Os jornais do dia apresentam as conclusões (ainda não definitivas) da CPI do Apagão Aéreo. Sobra para Deus e todo mundo: Anac, Infraero, empresas, Aeronáutica, controladores…
Deve ser tudo verdade. Ainda assim, o problema é mais embaixo: em um número cada vez maior de países onde voar se tornou uma trivialidade para legiões de pessoas, o sistema de transporte aéreo está rebentando as costuras.
O Brasil, onde nunca se voou como de uns tempos para cá, vai pelo mesmo caminho. A jato, se me permitem o jogo de palavras.
Descontando as peculiaridades nacionais – que nem são tantas assim – a matéria resumida a seguir, do New York Times de hoje, parece falar da gente. Tem por título: “A feia matemática das aéreas: aviões atrasados, passageiros mais atrasados ainda”:
“Como qualquer um que tenha voado recentemente decerto pode lhe dizer, os atrasos estão ficando piores este ano. A pontualidade das aéreas nunca esteve pior, mas mesmo os números oficiais nem começam a dar conta da severidade do problema.
Isso porque essas estatísticas registram os atrasos dos vôos, não das pessoas. As demoras mais longas – que resultam de conexões perdidas e vôos cancelados – exigem passar horas ou até dias em aeroportos e hotéis e não são oficialmente computadas.
Pesquisadores do Instituto Massachusetts de Tecnologia [MIT] descobriram anos atrás que, se conexões perdidas e cancelamentos de vôos fossem incluídos nos cálculos, a demora média seria 2/3 maior do que a consta nas estatísticas.
Eles constataram também que, com os aviões cada vez mais cheios – e nunca estiveram tão abarrotados como hoje -, a demora se estende porque fica mais difícil achar lugar nos vôos seguintes.
Os mesmos pesquisadores estão atualizando o seu estudo.
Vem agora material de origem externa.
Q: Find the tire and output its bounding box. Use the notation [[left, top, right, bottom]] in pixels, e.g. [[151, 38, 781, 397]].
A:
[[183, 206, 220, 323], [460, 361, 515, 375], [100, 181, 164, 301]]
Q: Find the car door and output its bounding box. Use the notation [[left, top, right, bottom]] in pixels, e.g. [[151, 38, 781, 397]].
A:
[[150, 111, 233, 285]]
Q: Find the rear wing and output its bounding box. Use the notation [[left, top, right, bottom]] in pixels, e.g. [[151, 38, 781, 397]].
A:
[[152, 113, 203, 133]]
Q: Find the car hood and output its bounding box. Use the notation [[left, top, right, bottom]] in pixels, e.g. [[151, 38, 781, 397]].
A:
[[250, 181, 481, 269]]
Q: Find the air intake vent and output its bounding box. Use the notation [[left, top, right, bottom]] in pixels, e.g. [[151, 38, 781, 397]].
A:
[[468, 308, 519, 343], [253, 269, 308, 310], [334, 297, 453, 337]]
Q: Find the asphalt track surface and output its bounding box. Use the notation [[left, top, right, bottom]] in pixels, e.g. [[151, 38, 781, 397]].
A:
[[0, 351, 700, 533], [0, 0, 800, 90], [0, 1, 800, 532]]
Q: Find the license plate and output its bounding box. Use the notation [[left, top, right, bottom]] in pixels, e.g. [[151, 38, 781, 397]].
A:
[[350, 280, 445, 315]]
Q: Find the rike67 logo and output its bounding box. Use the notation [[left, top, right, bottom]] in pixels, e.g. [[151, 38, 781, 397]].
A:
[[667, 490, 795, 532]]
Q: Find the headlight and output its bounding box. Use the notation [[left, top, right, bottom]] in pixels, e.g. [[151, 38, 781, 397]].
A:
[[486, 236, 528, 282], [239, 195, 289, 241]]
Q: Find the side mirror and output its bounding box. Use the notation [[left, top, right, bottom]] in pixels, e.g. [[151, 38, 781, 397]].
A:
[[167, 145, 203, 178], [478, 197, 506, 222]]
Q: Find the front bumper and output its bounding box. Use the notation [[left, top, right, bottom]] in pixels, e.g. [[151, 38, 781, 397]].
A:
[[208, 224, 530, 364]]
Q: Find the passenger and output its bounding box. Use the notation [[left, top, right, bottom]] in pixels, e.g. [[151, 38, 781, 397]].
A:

Mas eles já sabem que, com a lotação dos vôos domésticos na casa de 85% a 90%, o que significa que virtualmente todos os aviões nas rotas dedsejadas estão cheios, os atrasos vão aumentar muito.
Cerca de 1/3 dos passageiros domésticos fazem pelo menos uma conexão entre o ponto de partida e o destino final.
Nos cinco primeiros meses do ano, mais de um 1/4 de todos os vôos nos Estados Unidos chegaram pelo menos 15 minutos atrasados.
Aos vôos cheios devem-se acrescentar fatores climáticos, um sobrecarregado sistema de controle de tráfego aéreo – sem falar no mau humor dos atendentes, depois que os seus salários foram reduzidos enquanto os executivos das aéreas embolsam gordos benefícios.
Ainda sobre as falhas estatísticas, se um vôo sai do portão, fica parado horas a fio, acaba voltando e sendo cancelado, o atraso não é registrado. O mesmo para vôos desviados para outros aeroportos.
Isso explica por que, no caso de determinada companhia, a Continental, levantado pelo MIT, em agosto de 200 o atraso médio foi de 15,4 minutos. Mas, incluindo o tempo total perdido pelos passageiros, a média alcançou 25,6 minutos – 66% a mais. Num único dia, 1.658 passageiros perderam suas conexões.
A aérea adotou um novo sistema de envio de e-mail – e, a partir do mês que vem, de mensagens de texto a celulares – informando os passageiros com conexões para que vôos foram transferidos.
Só que esses novos vôos são daí a três dias.
A empresa tenta hospedar em hotéis próximos os que não conseguem reembarcar no mesmo dia. Mas faltam quartos perto dos aeroportos. Quando isso acontece os funcionários tiram do depósito alguns dos 600 catres para que os passageiros durmam nos próprios terminais.”
Agora, olhem em volta e vejam se outros sistemas da chamada vida moderna não estão também saturados. O trânsito nas cidades é o primeiro e mais óbvio exemplo.
Em São Paulo, nos anos 1970, imaginou-se que a construção desse câncer urbano chamado minhocão e a degradação das margens dos rios em vias de tráfego dariam um respiro duradouro à circulação estrangulada. Ontem, em plenas férias de julho, a cidade teve o segundo maior congestionamento do ano.
Essa é a questão que a mídia deveria ressaltar, ligando os pontos: por onde quer que se a examine, a infra-estrutura de transportes, edificações e energia está batendo pino em toda parte, pressionada, de resto, pelo atual ciclo de prosperidade no mundo globalizado.
Vai ficar pior. Porque as populações que passaram a desfrutar dos mais avançados confortos materiais da modernidade não querem, naturalmente, voltar a viver como viviam quando não tinham acesso a eles. E as populações que ainda deles não desfrutam tanto como gostariam não vêem a sua hora também chegar.
Resumo da ópera: ‘Relaxar e gozar’, só em casa – e olhe lá.